Who will rule 2020; Trump or Serverless Streams?
Political pioneers all over the world keep on staying dominant and prevailing powers in worldwide matters. It's no surprise that US President Donald Trump is one of the most influential people who remains popular across the news due to his radical decisions. Even the globe's most formidable can't just ignore the fact that analytics play a principal role in everything. However, we ain't here about Trump or his propaganda—we are here about the future of decision making for all it matters.
About a year ago, we started being a part of the digital transformation with the first ever cloud-based IDE for serverless development. It was no cakewalk—we’ve been burning the candle at both ends trying to cover a majority from the AWS’s serverless stack. Working with AWS Kinesis made me realise the beauty of serverless—of course, the exposure to streaming data with Kafka spared me some time going through the rudiments.
Long story short
Did you ever wonder...
- How "Google Search" suggests you when you’re half-typing your query?
- How "Cheapest Airlines" starting to appear everywhere after you searched for a country?
- How online role-playing games adjust according to your decisions?
- How do gambling sites predict the odds of a live game?

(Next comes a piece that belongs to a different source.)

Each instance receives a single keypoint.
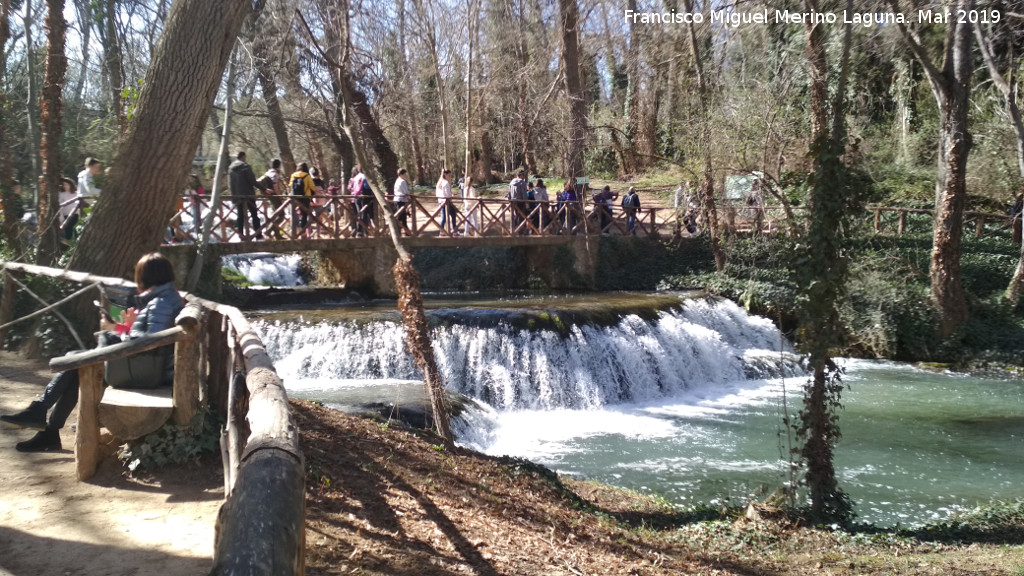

- Why were Curry and Thompson benched while Portland was handing the Warriors their worst loss in 73-win NBA season?
The power of real-time streaming data analytics is astonishing indeed. Now, since serverless technology is gaining some momentum, maybe you won’t have to worry about taking risky decisions on your own at all. This post covers the basics of "Serverless Streaming Data Processing" and how it will be an influential component of our decision making in the future.
A Series of Streaming Events
Life is an endless series of events. The technology around us has made it a stream of digital actions emitting streams of data. If you turn back and investigate your life very carefully, you'll see the never-ending string of data you have generated with your every digital action. It could be a lot to digest at first, but let’s explore some scenarios and try to find what applies to you and me.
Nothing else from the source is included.